Phase 1 — RFM Segmentation
Each customer was scored on three behavioral dimensions (1–5 scale):
- Recency (R): days since last purchase — lower recency score signals higher engagement
- Frequency (F): number of transactions in the observation period
- Monetary (M): cumulative spend
CLV was computed as the product of average purchase value, purchase frequency, and a recency-weighted discount factor. RFM scoring yielded five segments: Best Customers, Loyal Customers, At Risk, Need Attention, and Lost Customers.
A structural weakness of pure RFM emerged: the Loyal Customers segment spanned multiple CLV tiers, grouping customers with meaningfully different future value under a single label. This misclassification has direct consequences for retention resource allocation.
Phase 2 — CLV-Weighted K-Means
K-Means clustering was applied in two experiments to assess whether explicit CLV weighting corrects the segmentation failure:
- Standard K-Means on raw demographic and behavioral features (no RFM or CLV inputs)
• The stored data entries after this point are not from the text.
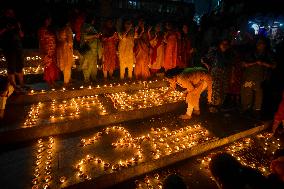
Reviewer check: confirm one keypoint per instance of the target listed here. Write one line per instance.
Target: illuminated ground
(255, 151)
(62, 161)
(105, 153)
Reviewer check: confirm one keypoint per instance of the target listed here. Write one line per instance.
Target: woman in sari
(109, 42)
(142, 52)
(47, 45)
(65, 51)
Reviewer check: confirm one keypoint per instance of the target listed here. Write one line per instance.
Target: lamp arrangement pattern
(33, 65)
(64, 109)
(144, 98)
(44, 164)
(255, 152)
(154, 145)
(90, 87)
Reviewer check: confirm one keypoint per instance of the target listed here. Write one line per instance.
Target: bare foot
(185, 116)
(196, 112)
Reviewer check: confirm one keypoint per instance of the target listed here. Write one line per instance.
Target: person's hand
(136, 29)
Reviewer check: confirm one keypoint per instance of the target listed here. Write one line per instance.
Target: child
(279, 115)
(195, 80)
(6, 89)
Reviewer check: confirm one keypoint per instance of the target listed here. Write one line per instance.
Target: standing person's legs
(67, 75)
(105, 74)
(93, 71)
(196, 97)
(122, 70)
(11, 63)
(20, 77)
(258, 97)
(189, 110)
(19, 67)
(110, 73)
(130, 71)
(246, 97)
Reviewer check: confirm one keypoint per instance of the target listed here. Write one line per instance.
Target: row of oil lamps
(43, 174)
(162, 141)
(145, 83)
(65, 109)
(144, 98)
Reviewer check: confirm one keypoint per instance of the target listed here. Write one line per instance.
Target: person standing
(217, 62)
(196, 80)
(47, 45)
(65, 51)
(125, 49)
(11, 36)
(171, 51)
(142, 51)
(186, 48)
(157, 48)
(109, 43)
(90, 36)
(256, 69)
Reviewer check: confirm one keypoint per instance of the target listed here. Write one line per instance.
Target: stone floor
(255, 151)
(61, 161)
(19, 161)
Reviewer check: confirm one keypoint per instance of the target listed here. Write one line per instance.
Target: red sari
(185, 49)
(171, 51)
(142, 55)
(110, 59)
(47, 43)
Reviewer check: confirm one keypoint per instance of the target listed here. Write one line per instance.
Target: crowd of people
(245, 69)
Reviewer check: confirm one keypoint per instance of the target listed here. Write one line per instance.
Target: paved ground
(18, 161)
(255, 151)
(53, 159)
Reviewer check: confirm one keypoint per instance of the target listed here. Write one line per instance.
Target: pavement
(48, 161)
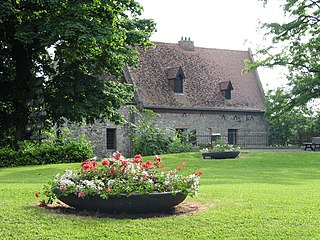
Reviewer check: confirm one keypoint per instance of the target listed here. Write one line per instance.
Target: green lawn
(261, 195)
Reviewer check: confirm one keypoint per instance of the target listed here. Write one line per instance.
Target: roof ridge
(221, 49)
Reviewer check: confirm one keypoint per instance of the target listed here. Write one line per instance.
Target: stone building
(196, 90)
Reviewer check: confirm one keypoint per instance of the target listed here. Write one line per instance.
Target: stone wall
(97, 134)
(250, 127)
(204, 123)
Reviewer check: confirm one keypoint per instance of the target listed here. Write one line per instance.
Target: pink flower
(105, 162)
(43, 203)
(81, 194)
(157, 160)
(124, 162)
(92, 165)
(117, 156)
(137, 158)
(113, 170)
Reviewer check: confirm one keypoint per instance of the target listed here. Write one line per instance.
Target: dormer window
(176, 78)
(225, 88)
(178, 84)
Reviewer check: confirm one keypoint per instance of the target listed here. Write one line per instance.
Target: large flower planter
(220, 155)
(137, 203)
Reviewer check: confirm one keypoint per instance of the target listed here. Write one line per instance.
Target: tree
(54, 54)
(295, 45)
(286, 126)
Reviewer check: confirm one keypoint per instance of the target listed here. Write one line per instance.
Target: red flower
(92, 165)
(157, 160)
(105, 162)
(117, 156)
(81, 194)
(113, 170)
(124, 162)
(137, 158)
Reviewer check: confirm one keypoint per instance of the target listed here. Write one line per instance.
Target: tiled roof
(205, 70)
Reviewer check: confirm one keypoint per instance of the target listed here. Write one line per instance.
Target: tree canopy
(291, 127)
(295, 45)
(54, 54)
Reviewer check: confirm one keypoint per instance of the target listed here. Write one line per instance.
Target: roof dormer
(176, 77)
(225, 88)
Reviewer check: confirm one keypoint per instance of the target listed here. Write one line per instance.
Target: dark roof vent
(225, 88)
(173, 72)
(186, 44)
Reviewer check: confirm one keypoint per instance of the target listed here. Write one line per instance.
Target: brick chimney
(186, 44)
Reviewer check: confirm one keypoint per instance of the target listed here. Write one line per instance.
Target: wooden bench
(312, 145)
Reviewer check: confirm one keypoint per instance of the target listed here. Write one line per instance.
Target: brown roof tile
(205, 70)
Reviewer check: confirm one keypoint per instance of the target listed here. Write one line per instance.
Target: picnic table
(315, 143)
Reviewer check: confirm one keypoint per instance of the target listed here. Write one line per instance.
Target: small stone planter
(137, 203)
(220, 155)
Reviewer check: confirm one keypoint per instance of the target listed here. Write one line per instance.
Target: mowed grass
(261, 195)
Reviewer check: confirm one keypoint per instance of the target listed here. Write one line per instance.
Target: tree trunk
(23, 89)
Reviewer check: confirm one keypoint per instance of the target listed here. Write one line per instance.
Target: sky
(224, 24)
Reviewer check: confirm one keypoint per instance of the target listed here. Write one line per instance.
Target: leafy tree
(296, 45)
(53, 55)
(286, 127)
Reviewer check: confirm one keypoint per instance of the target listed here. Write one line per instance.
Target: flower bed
(220, 150)
(121, 178)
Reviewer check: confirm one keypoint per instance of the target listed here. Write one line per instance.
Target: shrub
(176, 146)
(54, 150)
(149, 139)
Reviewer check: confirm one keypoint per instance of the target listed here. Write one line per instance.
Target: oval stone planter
(221, 155)
(137, 203)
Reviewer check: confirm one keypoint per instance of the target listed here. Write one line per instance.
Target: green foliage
(295, 45)
(220, 145)
(287, 124)
(118, 175)
(178, 146)
(149, 139)
(70, 46)
(57, 150)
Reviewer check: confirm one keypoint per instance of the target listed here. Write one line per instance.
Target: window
(227, 94)
(176, 78)
(178, 84)
(232, 136)
(182, 134)
(225, 88)
(111, 138)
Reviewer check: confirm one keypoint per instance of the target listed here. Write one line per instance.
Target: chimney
(186, 45)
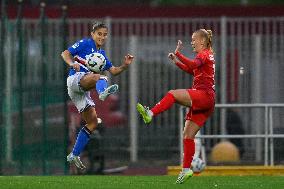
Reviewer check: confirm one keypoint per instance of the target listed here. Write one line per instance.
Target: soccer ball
(96, 62)
(197, 165)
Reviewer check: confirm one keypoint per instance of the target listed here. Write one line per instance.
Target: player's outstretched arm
(68, 58)
(128, 59)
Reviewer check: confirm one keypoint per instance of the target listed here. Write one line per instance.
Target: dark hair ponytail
(98, 25)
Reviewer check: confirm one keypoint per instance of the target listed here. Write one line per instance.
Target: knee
(92, 125)
(188, 135)
(95, 77)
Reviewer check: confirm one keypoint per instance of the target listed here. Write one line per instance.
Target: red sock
(188, 152)
(164, 104)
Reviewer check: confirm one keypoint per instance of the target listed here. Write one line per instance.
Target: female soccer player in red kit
(200, 98)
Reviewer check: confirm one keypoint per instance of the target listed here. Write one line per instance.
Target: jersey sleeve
(192, 64)
(77, 47)
(184, 68)
(108, 62)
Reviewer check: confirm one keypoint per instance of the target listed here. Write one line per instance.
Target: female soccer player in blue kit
(80, 81)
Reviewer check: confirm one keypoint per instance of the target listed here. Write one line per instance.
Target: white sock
(185, 169)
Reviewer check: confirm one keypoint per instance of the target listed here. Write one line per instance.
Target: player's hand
(172, 57)
(179, 46)
(128, 59)
(76, 66)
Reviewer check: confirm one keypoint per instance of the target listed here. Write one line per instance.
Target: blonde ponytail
(208, 35)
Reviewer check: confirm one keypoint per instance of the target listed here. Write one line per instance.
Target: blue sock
(82, 140)
(101, 85)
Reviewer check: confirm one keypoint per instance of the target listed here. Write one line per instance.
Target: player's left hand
(128, 59)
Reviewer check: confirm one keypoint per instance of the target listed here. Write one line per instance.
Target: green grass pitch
(140, 182)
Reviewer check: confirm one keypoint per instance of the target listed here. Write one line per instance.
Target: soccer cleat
(71, 158)
(184, 176)
(145, 113)
(110, 90)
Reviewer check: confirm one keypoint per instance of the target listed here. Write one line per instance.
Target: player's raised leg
(90, 116)
(179, 96)
(189, 133)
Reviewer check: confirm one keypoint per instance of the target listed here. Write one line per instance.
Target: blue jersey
(81, 49)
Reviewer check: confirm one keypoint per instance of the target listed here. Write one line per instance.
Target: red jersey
(202, 68)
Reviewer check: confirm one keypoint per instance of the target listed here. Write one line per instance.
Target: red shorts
(202, 107)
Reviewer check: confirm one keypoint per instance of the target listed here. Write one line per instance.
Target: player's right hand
(76, 66)
(179, 46)
(172, 57)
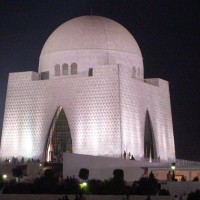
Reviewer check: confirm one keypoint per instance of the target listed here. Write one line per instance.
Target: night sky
(168, 33)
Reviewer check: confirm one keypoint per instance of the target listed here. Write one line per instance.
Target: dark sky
(168, 33)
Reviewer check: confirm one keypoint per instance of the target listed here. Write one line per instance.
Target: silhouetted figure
(151, 175)
(175, 197)
(169, 176)
(124, 154)
(196, 178)
(173, 176)
(129, 155)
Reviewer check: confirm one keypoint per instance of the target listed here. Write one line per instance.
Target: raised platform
(102, 167)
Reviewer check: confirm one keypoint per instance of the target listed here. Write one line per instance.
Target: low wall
(71, 197)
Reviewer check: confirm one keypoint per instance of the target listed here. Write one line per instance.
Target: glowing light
(173, 166)
(5, 176)
(83, 185)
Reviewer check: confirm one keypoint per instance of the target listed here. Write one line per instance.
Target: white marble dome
(90, 41)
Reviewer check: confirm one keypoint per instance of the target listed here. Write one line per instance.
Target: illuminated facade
(88, 97)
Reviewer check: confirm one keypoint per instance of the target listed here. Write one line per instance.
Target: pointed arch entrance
(59, 137)
(149, 139)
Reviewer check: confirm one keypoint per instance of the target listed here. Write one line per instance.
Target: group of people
(171, 177)
(77, 197)
(16, 161)
(129, 156)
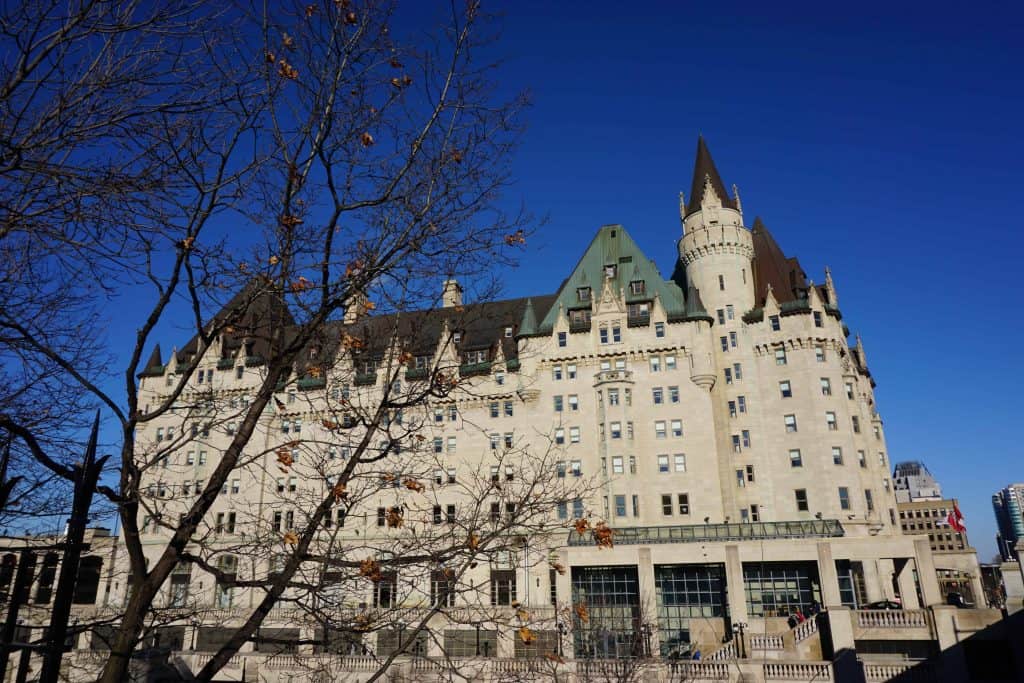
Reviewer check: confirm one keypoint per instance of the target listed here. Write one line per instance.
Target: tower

- Weighted K-Means using Recency, Frequency, Monetary value, and CLV as input features
The optimal number of clusters was determined by the Elbow method; both experiments yielded k = 4, but the Elbow point was substantially cleaner in Experiment 2, indicating better-separated latent structure when CLV-relevant dimensions are prioritized.
Results
| Method | SSE | Silhouette Score |
|---|---|---|
| Standard K-Means | Higher | Lower |
| CLV-Weighted K-Means | Lower | Higher |
The CLV-weighted approach produced tighter, better-separated clusters. Cross-referencing against RFM segments confirmed the key finding: only one cluster corresponded closely to a single RFM segment (Best Customers ↔ Cluster 3). The remaining clusters correctly split the Loyal Customers group by CLV tier — separating high-value lapsing customers from genuinely engaged mid-value customers, a distinction invisible to RFM scoring.
Managerial Implication
Retention investment directed by CLV-weighted segments targets customers by expected future value rather than recent behavioral activity. The “lapsed VIP” pattern — high historical Frequency and Monetary value with declining Recency — becomes a distinct, recoverable segment rather than being collapsed into a broad Loyal category that receives undifferentiated treatment. This reallocation of retention resources directly improves the expected return on CRM spend.